展覧会『都美セレクション グループ展 2024「回遊する風景」』を鑑賞しての備忘録
東京都美術館ギャラリーCにて、2024年6月10日~30日。
東京都美術館が毎年実施するグループ展公募企画。2024年度に採用された3つの企画のうち『回遊する風景』は、いずれも海外に滞在経験のある作家5人の風景をテーマとした作品を取り上げ、「回遊魚が大海を巡ったのちに故郷の河川に戻るように、作者の記憶にある風景がそれぞれの心の真ん中を通過し、新たな風景として見る人の胸に届くこと」を企図したもの。
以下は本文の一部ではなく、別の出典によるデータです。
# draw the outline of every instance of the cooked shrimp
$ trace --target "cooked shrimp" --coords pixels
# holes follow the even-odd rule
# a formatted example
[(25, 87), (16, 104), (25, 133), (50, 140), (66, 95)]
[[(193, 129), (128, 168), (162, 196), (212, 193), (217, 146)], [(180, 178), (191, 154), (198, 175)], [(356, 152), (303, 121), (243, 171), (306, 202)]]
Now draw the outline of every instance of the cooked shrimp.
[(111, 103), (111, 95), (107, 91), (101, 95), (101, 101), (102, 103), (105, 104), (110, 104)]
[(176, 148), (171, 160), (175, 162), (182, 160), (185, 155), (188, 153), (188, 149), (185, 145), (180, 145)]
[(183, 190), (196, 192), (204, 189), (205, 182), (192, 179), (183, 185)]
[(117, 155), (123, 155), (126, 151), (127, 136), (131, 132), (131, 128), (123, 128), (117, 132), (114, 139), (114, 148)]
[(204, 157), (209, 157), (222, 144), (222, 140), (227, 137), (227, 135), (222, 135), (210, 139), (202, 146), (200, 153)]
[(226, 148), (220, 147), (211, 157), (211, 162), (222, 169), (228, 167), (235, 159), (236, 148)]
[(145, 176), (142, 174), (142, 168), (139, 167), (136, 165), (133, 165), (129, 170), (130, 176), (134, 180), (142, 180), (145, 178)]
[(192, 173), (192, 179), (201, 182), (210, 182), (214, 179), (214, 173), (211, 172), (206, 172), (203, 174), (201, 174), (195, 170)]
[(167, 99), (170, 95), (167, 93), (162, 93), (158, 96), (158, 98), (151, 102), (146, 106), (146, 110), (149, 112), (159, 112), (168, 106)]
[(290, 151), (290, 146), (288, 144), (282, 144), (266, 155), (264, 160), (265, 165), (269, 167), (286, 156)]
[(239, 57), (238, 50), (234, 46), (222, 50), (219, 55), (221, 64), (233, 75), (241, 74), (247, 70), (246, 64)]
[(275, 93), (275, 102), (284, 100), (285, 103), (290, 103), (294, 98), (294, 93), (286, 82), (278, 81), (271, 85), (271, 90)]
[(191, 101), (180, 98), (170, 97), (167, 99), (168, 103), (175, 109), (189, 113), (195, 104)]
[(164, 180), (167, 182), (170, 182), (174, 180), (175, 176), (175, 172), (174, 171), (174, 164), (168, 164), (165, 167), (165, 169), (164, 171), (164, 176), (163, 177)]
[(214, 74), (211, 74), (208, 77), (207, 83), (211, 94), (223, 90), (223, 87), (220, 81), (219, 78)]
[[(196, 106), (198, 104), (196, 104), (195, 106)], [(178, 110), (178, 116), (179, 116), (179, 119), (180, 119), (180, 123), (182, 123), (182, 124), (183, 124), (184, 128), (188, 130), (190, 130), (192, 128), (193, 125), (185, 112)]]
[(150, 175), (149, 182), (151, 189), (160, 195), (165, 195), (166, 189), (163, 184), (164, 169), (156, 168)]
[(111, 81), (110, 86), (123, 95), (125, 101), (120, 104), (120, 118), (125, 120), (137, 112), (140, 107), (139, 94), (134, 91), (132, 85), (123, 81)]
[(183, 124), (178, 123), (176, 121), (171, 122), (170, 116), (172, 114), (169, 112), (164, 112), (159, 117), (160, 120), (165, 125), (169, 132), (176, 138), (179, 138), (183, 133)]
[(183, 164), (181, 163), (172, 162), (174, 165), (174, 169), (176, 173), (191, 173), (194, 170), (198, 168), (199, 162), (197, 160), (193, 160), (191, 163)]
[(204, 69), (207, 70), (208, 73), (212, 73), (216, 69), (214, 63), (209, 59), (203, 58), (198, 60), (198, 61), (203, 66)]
和田みつひと(ドイツに留学経験あり)が「わたしの心は鏡ではないので」シリーズなど山林の景観を捉えた写真(スライド映像を含め5件)を、バックランド美紀(イギリスに留学経験あり。スイス在住)が雪景や紅葉を捉えた写真と生け花の写真(計12点)を、吉田さとし(幼少期にデンマーク滞在)が幼少期に描いた絵を元にしたアクリル絵具や刺繍による絵画など(焼き物と絵葉書で構成される作品も含め9件)を、橋本トモコ(アーティストインレジデンスでスイスに滞在)が山谷の景観を捉えた油彩画「隙間の光」シリーズなど絵画5件を、向井三郎(オランダに留学)が縦長の画面に木炭で描いた海の景観《明るい海》と《鳥》とを、それぞれ出展している。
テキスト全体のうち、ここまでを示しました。